Well, it seems the SWEET attention is on Hayek's merit v. results thread. Aaron already brought up one thought experiment: do the plants care how hard the farmer is trying?
Hayek tackles the inherited wealth and the clear advantage given to the children of rich parents. Last semester we discussed differential advantage relating to education (see http://uafsweet.blogspot.com/2010/11/myth-of-well-informed-parent.html). I wrote "If you give the same resources to different people you will have different results." I still hold this opinion. What's more, I think Hayek would agree. As I continue I do not imagine this will be the case.
If you gave the same people different resources you would have different results. For example, one cannot tutor their children if they work continually for food and shelter. Their love for their children may be TWO standard deviations above the median love and still the child may not learn to their potential. Yet the same parent with more money and free time can have their child tutored so effectively that mental pathways are markedly improved over the average. Thus wealth has obtained and surpassed the potential. This is simply a truth, evidenced by food stamp and low income daycare programs.
Hayek presents that the only modification to distribution of opportunity is by suppressing the advantage of one group. When was it decided that there is no alternative to this? Why assume equality means handicapping some people? Imagine a fast and a slow runner; the faster could be given weighted clothes or the slower could receive extra training. It seems to me that support in some situations would be beneficial to society with negligible impact on the success of those already well suited. Hayek implies that we must be coerced and lose our liberty to build a more equal society. Perhaps, but perhaps not...

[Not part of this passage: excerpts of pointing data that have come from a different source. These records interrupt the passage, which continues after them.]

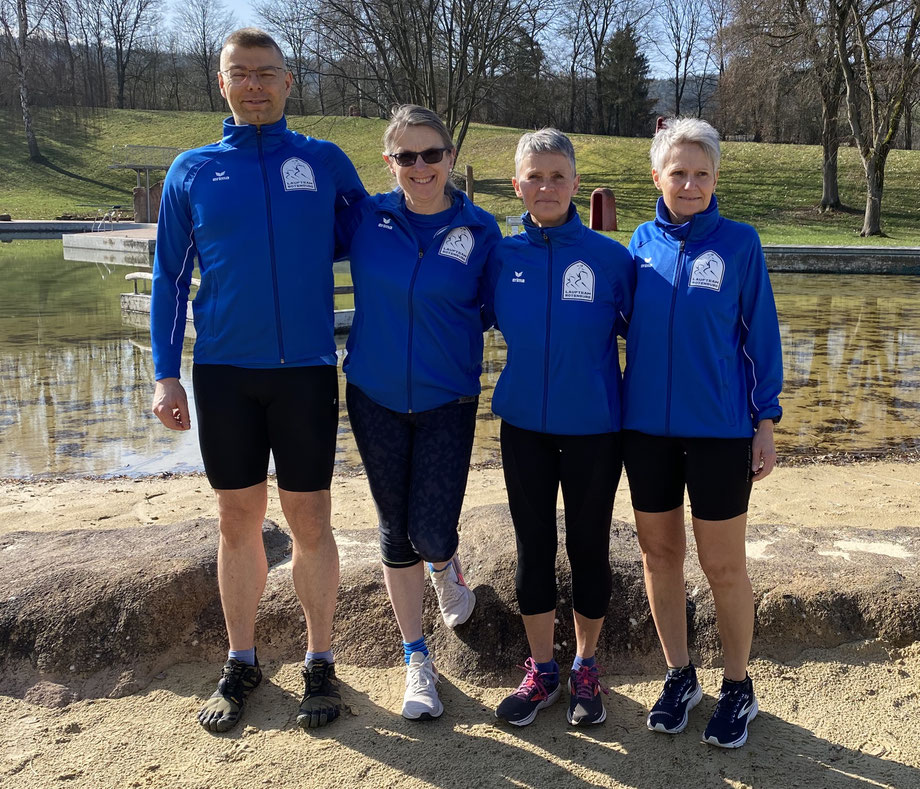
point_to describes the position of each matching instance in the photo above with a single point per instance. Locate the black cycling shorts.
(716, 472)
(244, 413)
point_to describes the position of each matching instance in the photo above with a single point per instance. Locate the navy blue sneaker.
(681, 693)
(735, 709)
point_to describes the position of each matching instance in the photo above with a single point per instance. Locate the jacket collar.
(247, 135)
(698, 226)
(570, 232)
(394, 203)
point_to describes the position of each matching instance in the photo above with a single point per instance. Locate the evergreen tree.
(627, 105)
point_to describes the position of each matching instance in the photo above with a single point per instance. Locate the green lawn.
(774, 187)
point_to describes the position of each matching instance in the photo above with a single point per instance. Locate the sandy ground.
(848, 717)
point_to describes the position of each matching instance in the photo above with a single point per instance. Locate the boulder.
(101, 612)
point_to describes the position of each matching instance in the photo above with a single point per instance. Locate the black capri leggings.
(417, 466)
(588, 468)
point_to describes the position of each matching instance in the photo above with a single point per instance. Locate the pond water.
(77, 379)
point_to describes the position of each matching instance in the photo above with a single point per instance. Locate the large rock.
(100, 612)
(115, 603)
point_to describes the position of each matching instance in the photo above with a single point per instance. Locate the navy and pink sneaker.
(536, 691)
(586, 705)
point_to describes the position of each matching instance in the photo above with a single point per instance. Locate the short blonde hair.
(677, 131)
(548, 140)
(405, 115)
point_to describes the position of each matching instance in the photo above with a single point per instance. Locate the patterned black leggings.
(417, 466)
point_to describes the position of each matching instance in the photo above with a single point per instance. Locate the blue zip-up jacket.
(258, 211)
(561, 297)
(416, 340)
(703, 355)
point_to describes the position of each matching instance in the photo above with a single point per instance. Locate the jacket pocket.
(728, 395)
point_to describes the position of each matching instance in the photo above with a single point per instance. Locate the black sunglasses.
(429, 156)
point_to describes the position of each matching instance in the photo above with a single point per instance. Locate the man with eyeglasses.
(257, 210)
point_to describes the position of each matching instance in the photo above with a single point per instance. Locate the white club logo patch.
(297, 174)
(707, 271)
(458, 244)
(578, 282)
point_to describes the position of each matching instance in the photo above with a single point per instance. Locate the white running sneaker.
(421, 701)
(455, 599)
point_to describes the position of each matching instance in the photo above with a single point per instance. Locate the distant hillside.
(774, 187)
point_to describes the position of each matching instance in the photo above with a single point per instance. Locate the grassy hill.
(774, 187)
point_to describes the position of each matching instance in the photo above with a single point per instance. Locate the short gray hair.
(546, 140)
(405, 115)
(677, 131)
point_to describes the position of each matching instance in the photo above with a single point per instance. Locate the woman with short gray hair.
(701, 395)
(562, 295)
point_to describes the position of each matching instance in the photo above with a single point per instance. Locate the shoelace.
(316, 677)
(532, 682)
(674, 688)
(419, 678)
(232, 683)
(586, 678)
(729, 702)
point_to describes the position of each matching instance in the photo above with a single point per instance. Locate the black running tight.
(588, 468)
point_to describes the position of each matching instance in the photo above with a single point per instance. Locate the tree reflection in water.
(75, 379)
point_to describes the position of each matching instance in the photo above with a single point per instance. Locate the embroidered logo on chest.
(578, 282)
(297, 174)
(707, 271)
(458, 244)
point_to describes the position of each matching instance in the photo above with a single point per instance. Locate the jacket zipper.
(418, 264)
(271, 246)
(674, 285)
(549, 309)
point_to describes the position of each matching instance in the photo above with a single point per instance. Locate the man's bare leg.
(241, 572)
(315, 568)
(241, 564)
(315, 564)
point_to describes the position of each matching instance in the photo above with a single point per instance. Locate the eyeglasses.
(429, 156)
(267, 75)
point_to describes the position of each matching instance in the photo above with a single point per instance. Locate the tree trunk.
(34, 153)
(19, 51)
(909, 129)
(875, 181)
(830, 146)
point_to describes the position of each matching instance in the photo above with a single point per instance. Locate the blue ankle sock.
(415, 646)
(327, 656)
(551, 668)
(247, 656)
(580, 661)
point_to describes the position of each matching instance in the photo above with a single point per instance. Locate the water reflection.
(75, 381)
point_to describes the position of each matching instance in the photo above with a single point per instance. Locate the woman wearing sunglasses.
(418, 258)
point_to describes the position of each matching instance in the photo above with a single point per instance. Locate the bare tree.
(805, 33)
(203, 25)
(126, 21)
(17, 31)
(877, 52)
(682, 32)
(294, 22)
(444, 54)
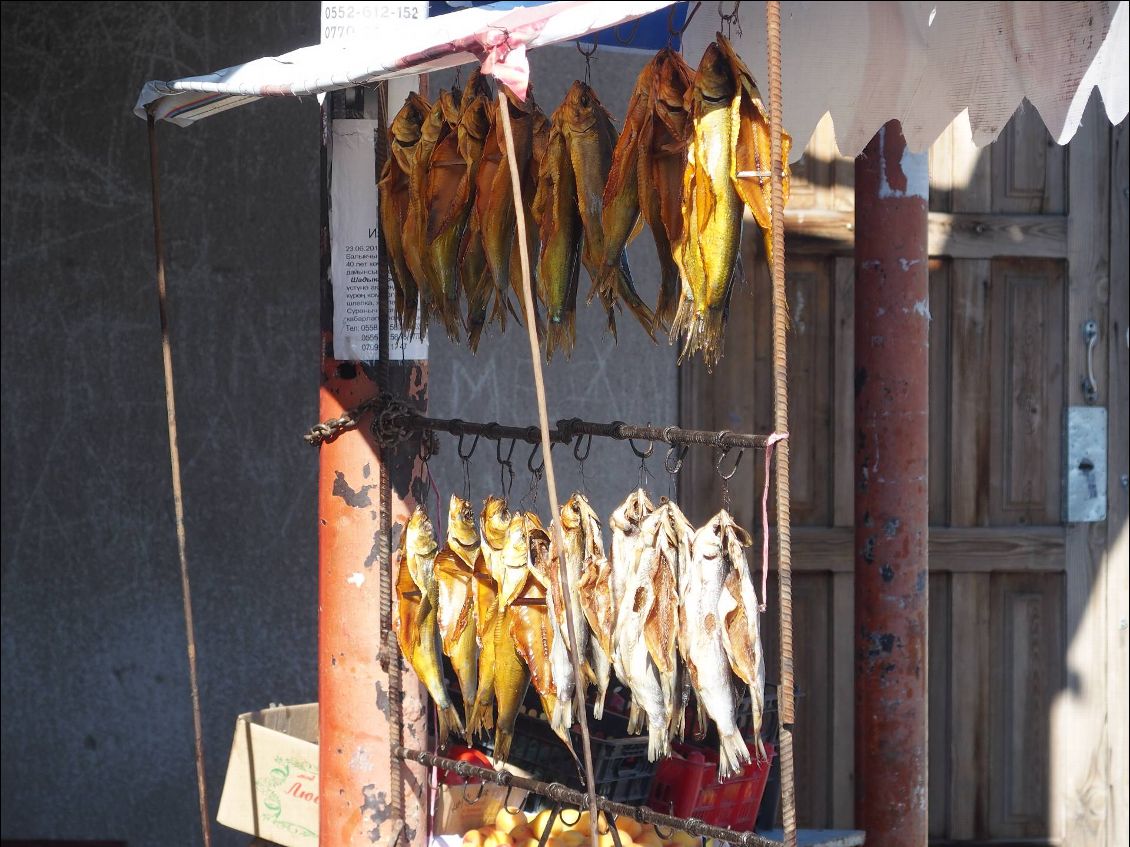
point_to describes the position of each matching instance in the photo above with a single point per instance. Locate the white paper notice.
(361, 18)
(354, 235)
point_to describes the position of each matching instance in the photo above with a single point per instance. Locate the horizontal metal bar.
(565, 795)
(570, 428)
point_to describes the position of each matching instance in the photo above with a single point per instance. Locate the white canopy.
(865, 62)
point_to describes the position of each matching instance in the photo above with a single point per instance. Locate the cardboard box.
(271, 785)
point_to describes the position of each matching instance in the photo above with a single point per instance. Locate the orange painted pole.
(365, 793)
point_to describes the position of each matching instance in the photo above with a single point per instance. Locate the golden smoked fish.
(740, 612)
(706, 660)
(555, 209)
(416, 618)
(494, 522)
(707, 251)
(441, 122)
(403, 136)
(512, 673)
(454, 568)
(591, 138)
(660, 173)
(752, 156)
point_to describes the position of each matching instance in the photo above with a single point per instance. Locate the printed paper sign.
(354, 238)
(346, 20)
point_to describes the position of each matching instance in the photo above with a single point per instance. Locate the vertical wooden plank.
(940, 407)
(971, 393)
(842, 750)
(940, 654)
(941, 171)
(815, 704)
(972, 186)
(1027, 399)
(1027, 640)
(968, 683)
(1081, 763)
(843, 412)
(1118, 533)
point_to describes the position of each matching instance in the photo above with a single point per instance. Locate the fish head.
(581, 108)
(494, 521)
(461, 522)
(671, 83)
(475, 121)
(449, 104)
(419, 535)
(476, 86)
(714, 81)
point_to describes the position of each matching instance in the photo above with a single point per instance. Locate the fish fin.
(733, 754)
(446, 721)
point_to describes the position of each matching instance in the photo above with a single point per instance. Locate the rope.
(174, 459)
(547, 455)
(781, 425)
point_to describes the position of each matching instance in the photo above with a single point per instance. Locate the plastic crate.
(687, 786)
(619, 763)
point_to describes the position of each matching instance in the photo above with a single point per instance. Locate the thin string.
(765, 516)
(174, 459)
(547, 455)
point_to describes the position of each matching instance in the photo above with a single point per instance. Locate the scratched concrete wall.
(96, 728)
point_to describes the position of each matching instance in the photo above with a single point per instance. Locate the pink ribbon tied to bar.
(765, 514)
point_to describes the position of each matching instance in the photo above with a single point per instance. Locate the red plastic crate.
(686, 785)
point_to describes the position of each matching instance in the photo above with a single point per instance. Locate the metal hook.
(570, 826)
(671, 32)
(718, 464)
(477, 796)
(640, 453)
(588, 55)
(672, 462)
(529, 462)
(576, 447)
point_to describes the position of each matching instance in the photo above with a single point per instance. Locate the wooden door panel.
(1027, 402)
(1026, 653)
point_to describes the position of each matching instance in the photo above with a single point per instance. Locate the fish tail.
(659, 743)
(705, 335)
(625, 288)
(503, 740)
(448, 719)
(733, 754)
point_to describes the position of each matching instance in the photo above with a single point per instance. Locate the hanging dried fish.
(454, 568)
(591, 137)
(707, 250)
(558, 218)
(752, 151)
(403, 138)
(416, 618)
(739, 611)
(705, 654)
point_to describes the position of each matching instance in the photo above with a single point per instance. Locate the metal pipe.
(565, 795)
(892, 503)
(363, 489)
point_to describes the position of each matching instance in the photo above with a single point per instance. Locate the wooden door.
(1019, 244)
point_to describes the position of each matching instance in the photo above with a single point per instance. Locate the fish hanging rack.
(394, 422)
(564, 795)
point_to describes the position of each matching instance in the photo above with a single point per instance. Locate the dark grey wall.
(97, 740)
(97, 731)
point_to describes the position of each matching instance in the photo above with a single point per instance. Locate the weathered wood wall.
(1022, 605)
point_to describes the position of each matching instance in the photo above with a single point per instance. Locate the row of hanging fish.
(671, 610)
(694, 151)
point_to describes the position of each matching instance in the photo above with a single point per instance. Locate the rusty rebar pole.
(892, 494)
(363, 489)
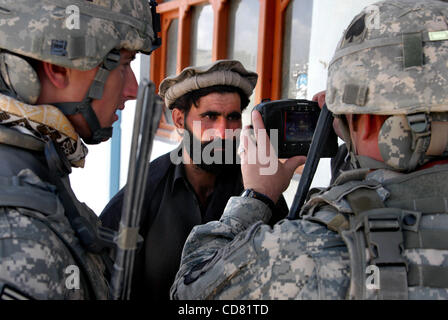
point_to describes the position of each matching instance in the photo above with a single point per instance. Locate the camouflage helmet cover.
(392, 59)
(41, 29)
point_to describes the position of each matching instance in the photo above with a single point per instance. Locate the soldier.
(62, 79)
(380, 231)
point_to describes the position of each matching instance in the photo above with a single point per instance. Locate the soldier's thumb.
(293, 163)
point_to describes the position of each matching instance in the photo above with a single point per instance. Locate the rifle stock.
(147, 116)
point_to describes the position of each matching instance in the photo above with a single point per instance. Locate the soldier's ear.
(178, 117)
(57, 75)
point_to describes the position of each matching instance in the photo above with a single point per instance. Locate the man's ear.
(178, 118)
(57, 75)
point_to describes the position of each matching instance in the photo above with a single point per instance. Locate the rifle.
(146, 120)
(323, 129)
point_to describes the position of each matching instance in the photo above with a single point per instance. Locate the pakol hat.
(221, 72)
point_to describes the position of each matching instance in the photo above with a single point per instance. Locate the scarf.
(44, 122)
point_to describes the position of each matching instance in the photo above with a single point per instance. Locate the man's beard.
(205, 156)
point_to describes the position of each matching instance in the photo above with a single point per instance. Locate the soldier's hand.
(261, 169)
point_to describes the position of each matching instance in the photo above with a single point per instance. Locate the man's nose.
(220, 128)
(130, 86)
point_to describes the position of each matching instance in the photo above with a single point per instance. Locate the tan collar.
(45, 122)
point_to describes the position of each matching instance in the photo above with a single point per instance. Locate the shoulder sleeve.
(34, 260)
(216, 255)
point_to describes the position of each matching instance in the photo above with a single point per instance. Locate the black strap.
(381, 228)
(110, 217)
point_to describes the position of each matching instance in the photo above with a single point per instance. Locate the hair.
(189, 99)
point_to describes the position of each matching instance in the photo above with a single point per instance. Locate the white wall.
(330, 17)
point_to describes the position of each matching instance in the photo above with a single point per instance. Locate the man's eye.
(211, 116)
(234, 117)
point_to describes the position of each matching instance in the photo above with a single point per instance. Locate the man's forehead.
(128, 54)
(220, 101)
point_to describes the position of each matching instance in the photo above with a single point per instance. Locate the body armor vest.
(395, 225)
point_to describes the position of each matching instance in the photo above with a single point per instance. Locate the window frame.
(269, 50)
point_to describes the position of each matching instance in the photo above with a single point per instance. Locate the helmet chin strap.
(98, 134)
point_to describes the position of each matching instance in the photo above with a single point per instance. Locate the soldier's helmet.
(75, 34)
(392, 60)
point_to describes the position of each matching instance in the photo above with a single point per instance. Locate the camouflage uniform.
(38, 243)
(394, 217)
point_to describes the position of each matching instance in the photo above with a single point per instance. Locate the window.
(171, 50)
(202, 35)
(296, 47)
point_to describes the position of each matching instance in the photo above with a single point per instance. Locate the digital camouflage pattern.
(39, 29)
(34, 259)
(394, 142)
(394, 65)
(45, 122)
(378, 67)
(239, 257)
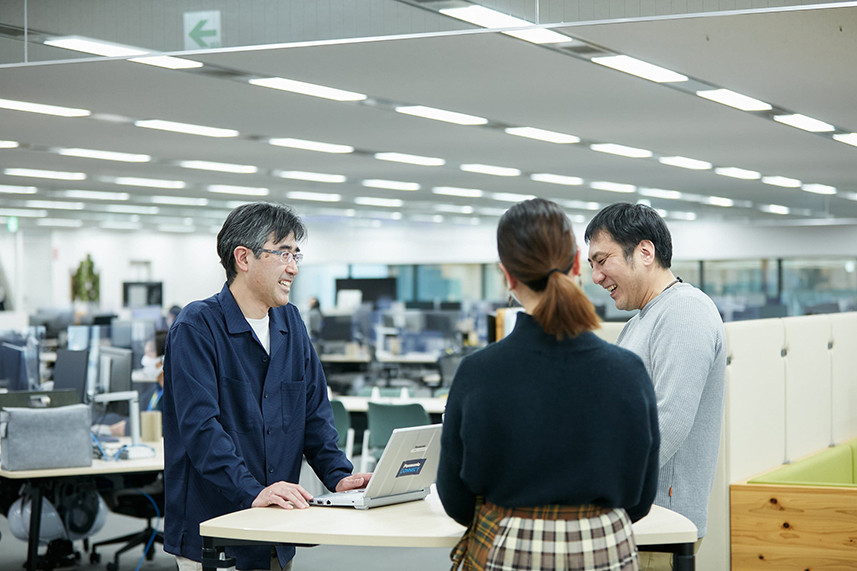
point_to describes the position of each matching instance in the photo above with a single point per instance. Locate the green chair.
(342, 420)
(382, 419)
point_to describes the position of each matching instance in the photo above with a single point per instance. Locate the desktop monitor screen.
(70, 371)
(13, 367)
(114, 369)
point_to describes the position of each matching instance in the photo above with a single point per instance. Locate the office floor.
(13, 554)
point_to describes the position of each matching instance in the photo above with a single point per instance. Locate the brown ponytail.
(536, 244)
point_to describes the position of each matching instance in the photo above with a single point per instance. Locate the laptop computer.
(406, 470)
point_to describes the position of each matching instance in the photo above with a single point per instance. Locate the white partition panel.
(808, 393)
(755, 397)
(843, 364)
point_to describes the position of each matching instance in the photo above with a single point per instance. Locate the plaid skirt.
(546, 538)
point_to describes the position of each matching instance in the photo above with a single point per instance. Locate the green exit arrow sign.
(202, 30)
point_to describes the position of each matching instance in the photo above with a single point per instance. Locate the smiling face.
(269, 281)
(621, 276)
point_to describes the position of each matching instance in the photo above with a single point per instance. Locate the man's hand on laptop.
(283, 494)
(353, 482)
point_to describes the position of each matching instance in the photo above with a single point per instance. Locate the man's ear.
(646, 251)
(241, 255)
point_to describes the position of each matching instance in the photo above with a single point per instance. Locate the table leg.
(35, 526)
(684, 558)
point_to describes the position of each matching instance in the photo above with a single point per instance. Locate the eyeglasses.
(286, 257)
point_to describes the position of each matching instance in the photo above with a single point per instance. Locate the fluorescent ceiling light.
(719, 201)
(487, 18)
(391, 184)
(59, 222)
(511, 196)
(95, 195)
(454, 208)
(312, 89)
(774, 209)
(176, 228)
(542, 135)
(612, 186)
(242, 190)
(556, 179)
(219, 167)
(23, 212)
(180, 200)
(847, 138)
(621, 150)
(131, 209)
(38, 173)
(441, 115)
(661, 193)
(457, 191)
(120, 225)
(372, 201)
(490, 169)
(428, 218)
(43, 109)
(168, 62)
(105, 155)
(55, 205)
(186, 128)
(733, 99)
(312, 176)
(640, 68)
(316, 196)
(410, 159)
(819, 188)
(735, 172)
(783, 181)
(14, 189)
(149, 182)
(685, 163)
(803, 122)
(96, 47)
(311, 145)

-This is quite interesting, and I look forward to later chapters in greater depth on these questions.-
And now for something completely different
Hayek writes "there exists a curious contrast between the esteem most people possess for [family as an institution] and their disdain of the fact that being born into a particular family would confer on a person special advantages." I admit to this dichotomy in myself. I am reminded of a friend who refuses to discuss or acknowledge his trust fund. He hates thinking that he hasn't earned everything in his life, and worries that opinions of him would change if his trust was common knowledge. It's too bad; I know few men as deserving as him. He is probably right though. So, although his contribution to society is great, our cultural derision remains. Quite curious indeed.